Eve Atley wrote:
First question...
We have people SSHing into our Linux box from overseas (India to US, company
access only). But files that are uploaded from these people become read-only
to anyone else accessing them. We *require* that they be readable/writable
by this side of the pond (US). How can I set this to occur?

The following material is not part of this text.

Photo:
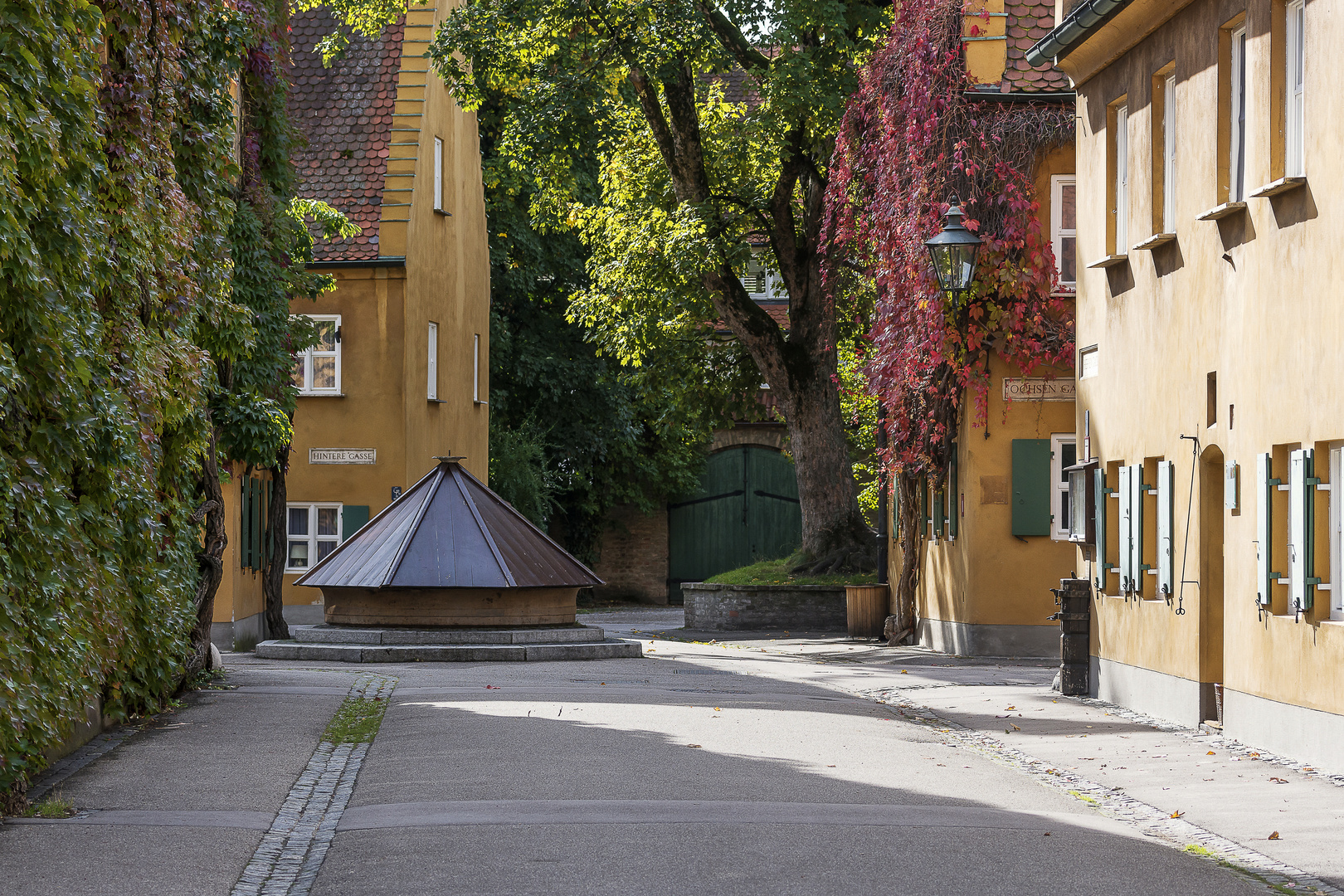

Otherwise, this
method of transferring files will *not* work for us, and perhaps someone can
point me to another solution.

Second question...
How can I recursively set all files/directories to 777?
Chmod -R 777 *.* ... Didn't seem to hit everything.

Thanks!

-Eve

Question 1:
Try setting the umask in the .profile for the people ssh'ing in.

Question 2:
Try the following:

-----------------------------------[cut]--------------------------------------------
#!/bin/bash

echo "Chowning files to jim:users..."

find -name \* | sed 's/^/"/' | sed 's/$/"/' | xargs chown jim:users $1

echo " done."

echo "Fixing directory permissions..."

find -type d | sed 's/^/"/' | sed 's/$/"/' | xargs chmod 775 $1

echo " done."

echo "Fixing file permissions..."

find -type f | sed 's/^/"/' | sed 's/$/"/' | xargs chmod 664 $1
echo " done."

-----------------------------------[cut]--------------------------------------------

I use this to fix permissions on a Samba box - you will have to modify or drop the chown line to leave the ownership properties alone.

The sed lines enclose the file names in quotes - necessary if there are spaces or metacharacters in the file names. The only thing that breaks the script is filenames with doublequotes in them - the only way I can fix them is a manual search and repair.